Once There Were Two Rabbits…Watership Down by Richard Adams

When I was young I watched numerous live-action animal movies on The Wonderful World of Disney (Sunday nights on NBC, right after Mutual of Omaha’s Wild Kingdom). There was Run, Cougar, Run (1972), Nikki, Dog of the North (1961), and my favorite, The Incredible Journey (1963). I had, of course, also seen Bambi (1942), an animated movie that gave voice to its animal characters, unlike the live-action ones. The point being, when my friend Karl told me about an exciting book he’d just read about the adventures of rabbits, it sounded like something I’d like. Watership Down (1972) turned out to be nothing like the movies I’d seen and much more than just a book about rabbits.

Richard Adams, a British civil servant in the Ministry of Housing and Local Government, created stories to tell his daughters on car rides. He began with the words “Once there were two rabbits called Hazel and Fiver”. The stories were set in and around the real Watership Down, a grass-covered hill in Hampshire, England.
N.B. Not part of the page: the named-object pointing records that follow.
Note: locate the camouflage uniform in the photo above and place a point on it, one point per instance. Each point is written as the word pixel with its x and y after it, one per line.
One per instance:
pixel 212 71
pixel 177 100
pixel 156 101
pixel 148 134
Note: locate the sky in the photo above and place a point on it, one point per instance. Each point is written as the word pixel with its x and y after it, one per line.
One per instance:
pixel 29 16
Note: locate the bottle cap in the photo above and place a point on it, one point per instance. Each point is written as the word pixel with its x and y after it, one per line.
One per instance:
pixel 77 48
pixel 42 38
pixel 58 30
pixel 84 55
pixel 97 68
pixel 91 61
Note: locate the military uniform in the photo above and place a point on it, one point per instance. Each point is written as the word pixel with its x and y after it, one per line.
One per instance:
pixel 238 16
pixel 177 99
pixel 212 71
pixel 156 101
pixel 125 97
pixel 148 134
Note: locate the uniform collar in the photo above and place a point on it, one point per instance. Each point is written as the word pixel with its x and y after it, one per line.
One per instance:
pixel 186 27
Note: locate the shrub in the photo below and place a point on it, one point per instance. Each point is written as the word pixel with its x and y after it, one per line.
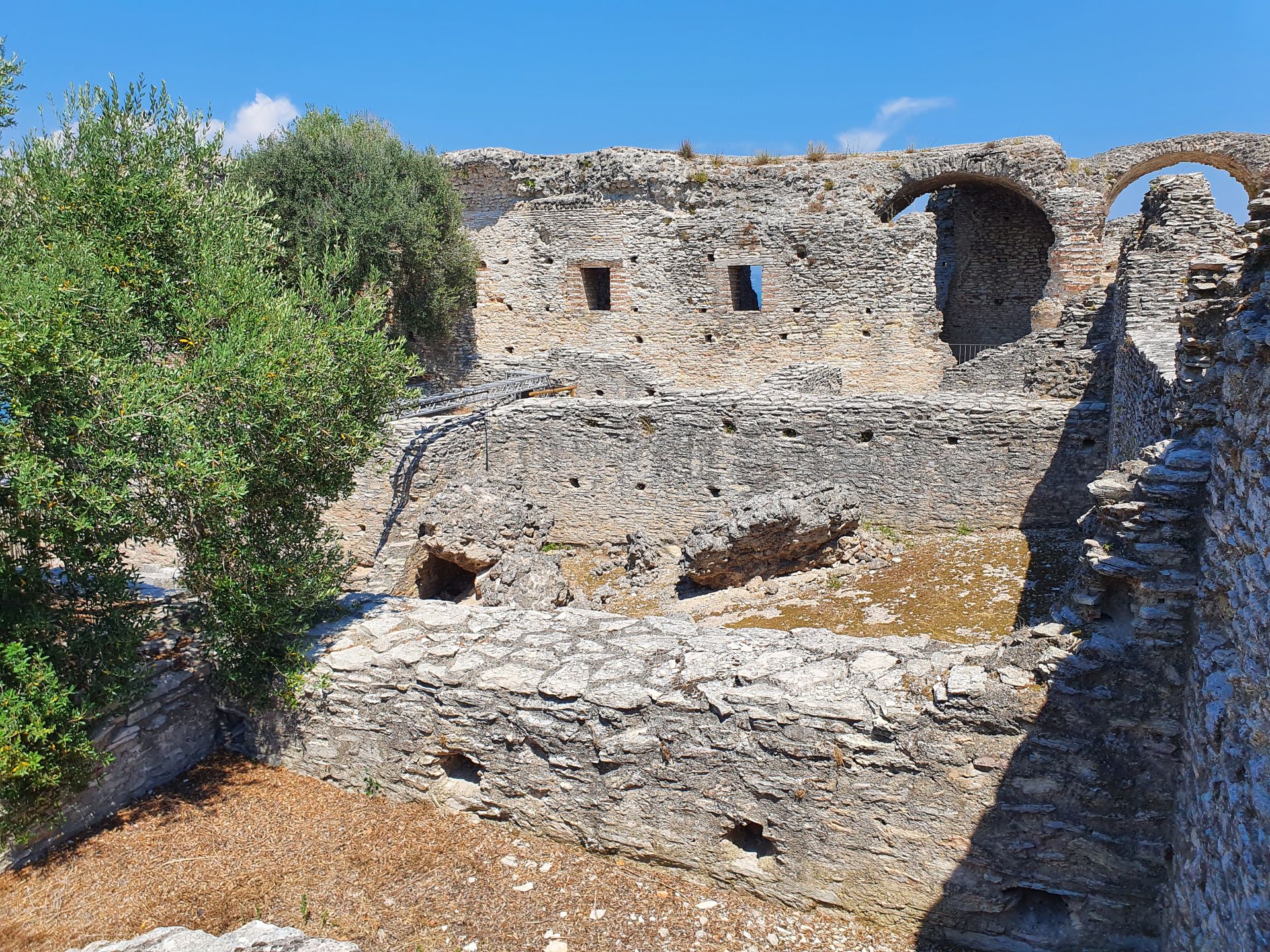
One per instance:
pixel 352 184
pixel 45 746
pixel 160 380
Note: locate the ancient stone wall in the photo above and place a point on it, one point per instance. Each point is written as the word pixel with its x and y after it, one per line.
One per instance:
pixel 1218 881
pixel 806 767
pixel 663 465
pixel 157 739
pixel 994 258
pixel 843 281
pixel 1179 223
pixel 379 521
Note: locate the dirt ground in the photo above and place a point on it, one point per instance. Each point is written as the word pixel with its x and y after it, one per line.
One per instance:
pixel 968 587
pixel 235 841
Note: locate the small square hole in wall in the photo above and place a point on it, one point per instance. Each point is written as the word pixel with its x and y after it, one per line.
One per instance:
pixel 595 286
pixel 746 284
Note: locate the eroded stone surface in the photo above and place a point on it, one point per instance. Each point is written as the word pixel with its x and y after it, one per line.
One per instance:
pixel 770 534
pixel 255 936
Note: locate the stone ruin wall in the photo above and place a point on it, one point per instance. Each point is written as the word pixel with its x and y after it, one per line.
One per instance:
pixel 666 463
pixel 168 730
pixel 843 282
pixel 904 779
pixel 1179 223
pixel 1001 796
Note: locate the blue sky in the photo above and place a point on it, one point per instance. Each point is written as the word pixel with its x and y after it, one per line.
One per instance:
pixel 733 77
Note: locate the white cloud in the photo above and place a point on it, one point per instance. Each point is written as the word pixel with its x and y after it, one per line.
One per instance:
pixel 263 116
pixel 889 120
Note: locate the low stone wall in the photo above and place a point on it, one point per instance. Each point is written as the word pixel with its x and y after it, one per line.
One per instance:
pixel 157 739
pixel 661 465
pixel 904 779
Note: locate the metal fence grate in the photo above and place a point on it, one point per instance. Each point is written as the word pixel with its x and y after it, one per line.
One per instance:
pixel 968 352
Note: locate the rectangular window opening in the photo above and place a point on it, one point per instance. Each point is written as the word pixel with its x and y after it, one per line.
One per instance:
pixel 595 285
pixel 746 282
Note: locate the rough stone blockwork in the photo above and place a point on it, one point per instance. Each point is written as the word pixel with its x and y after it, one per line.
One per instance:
pixel 163 735
pixel 1015 230
pixel 255 936
pixel 868 775
pixel 665 465
pixel 1179 223
pixel 1221 884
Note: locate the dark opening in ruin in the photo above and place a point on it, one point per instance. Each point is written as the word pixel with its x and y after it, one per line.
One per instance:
pixel 1037 913
pixel 444 580
pixel 460 767
pixel 596 287
pixel 748 838
pixel 746 284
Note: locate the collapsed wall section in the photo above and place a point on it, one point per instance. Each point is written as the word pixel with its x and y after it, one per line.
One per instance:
pixel 904 779
pixel 1218 884
pixel 1179 223
pixel 665 465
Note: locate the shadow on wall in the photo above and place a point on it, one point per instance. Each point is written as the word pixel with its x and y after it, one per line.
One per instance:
pixel 1074 851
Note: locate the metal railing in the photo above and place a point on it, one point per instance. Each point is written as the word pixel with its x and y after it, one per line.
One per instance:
pixel 433 404
pixel 968 352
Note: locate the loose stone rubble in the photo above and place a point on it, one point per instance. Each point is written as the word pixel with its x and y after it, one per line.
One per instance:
pixel 771 534
pixel 470 526
pixel 255 936
pixel 1095 781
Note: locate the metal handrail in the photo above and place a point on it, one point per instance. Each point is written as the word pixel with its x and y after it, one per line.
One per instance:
pixel 435 404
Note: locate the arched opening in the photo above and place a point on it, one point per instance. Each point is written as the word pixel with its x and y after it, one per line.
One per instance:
pixel 992 258
pixel 1230 194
It wasn’t long before his daughters insisted he write them down, and in 1966 he started to do just that. After a years-long search for a publisher, Watership Down was released and achieved commercial and critical success, garnering several awards for children’s literature as well.
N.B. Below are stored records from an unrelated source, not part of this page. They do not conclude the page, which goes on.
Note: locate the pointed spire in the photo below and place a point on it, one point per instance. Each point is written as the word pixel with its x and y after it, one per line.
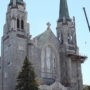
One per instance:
pixel 63 13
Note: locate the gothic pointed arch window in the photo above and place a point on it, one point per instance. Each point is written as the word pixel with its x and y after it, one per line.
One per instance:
pixel 48 65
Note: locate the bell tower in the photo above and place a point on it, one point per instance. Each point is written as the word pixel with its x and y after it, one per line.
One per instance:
pixel 70 59
pixel 14 42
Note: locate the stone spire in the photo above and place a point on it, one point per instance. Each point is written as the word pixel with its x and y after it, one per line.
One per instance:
pixel 63 13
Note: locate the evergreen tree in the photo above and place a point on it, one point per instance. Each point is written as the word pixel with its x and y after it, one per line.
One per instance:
pixel 26 78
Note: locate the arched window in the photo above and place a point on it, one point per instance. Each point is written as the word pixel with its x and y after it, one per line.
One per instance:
pixel 18 23
pixel 22 24
pixel 48 65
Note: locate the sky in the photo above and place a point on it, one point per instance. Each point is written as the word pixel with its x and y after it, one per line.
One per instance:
pixel 42 11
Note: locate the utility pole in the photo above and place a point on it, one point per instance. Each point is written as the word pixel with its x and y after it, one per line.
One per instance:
pixel 86 18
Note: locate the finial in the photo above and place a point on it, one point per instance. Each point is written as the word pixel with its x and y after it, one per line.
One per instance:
pixel 48 25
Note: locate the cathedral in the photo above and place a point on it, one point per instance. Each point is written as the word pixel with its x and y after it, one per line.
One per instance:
pixel 55 58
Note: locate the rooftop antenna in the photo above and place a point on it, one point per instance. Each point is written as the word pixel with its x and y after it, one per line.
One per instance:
pixel 86 18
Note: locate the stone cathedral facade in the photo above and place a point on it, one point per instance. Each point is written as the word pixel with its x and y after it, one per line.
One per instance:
pixel 56 59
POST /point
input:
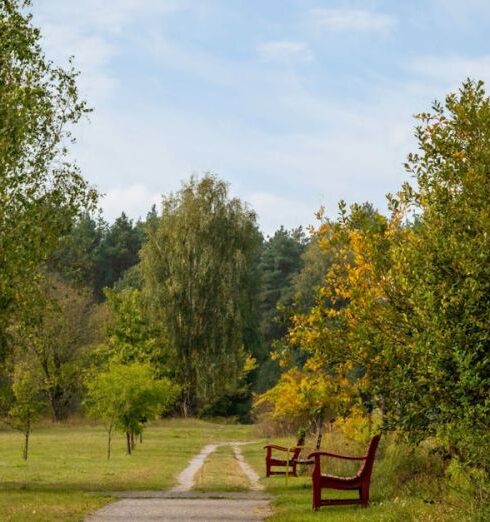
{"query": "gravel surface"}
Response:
(144, 510)
(182, 504)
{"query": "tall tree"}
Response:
(40, 188)
(197, 280)
(280, 262)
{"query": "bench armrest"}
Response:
(280, 448)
The bare bones of the novel’s plot are that a band of male rabbits flee their home warren to find a safe place to establish a new one. Along the way, they face adversity in the forms of scarcity, topography, weather, animal predators, and, of course, man. Unlike all those Disney movies, though, Adams wasn’t content to tell a naturalistic story of rabbits in the wild like a lagomorphic version of Tarka the Otter (1927). In the most basic sense, then, Watership Down is not allegorical; Adams repeatedly made that clear. Nonetheless, he dug deep into the sorts of mythic tropes Joseph Campbell explored in works like The Hero with a Thousand Faces (1949)* and the novel is brimming with archetypal elements, e.g. the young man maturing into a hero, self-sacrifice, existential struggles against evil and death. Though devised as a non-allegorical children’s work, Watership Down, informed by Adams’s conservatism and Christianity, addresses some of the deepest issues of humanity and society without ever stooping to didacticism or condescension. Even socialists have discovered great political meaning in the book.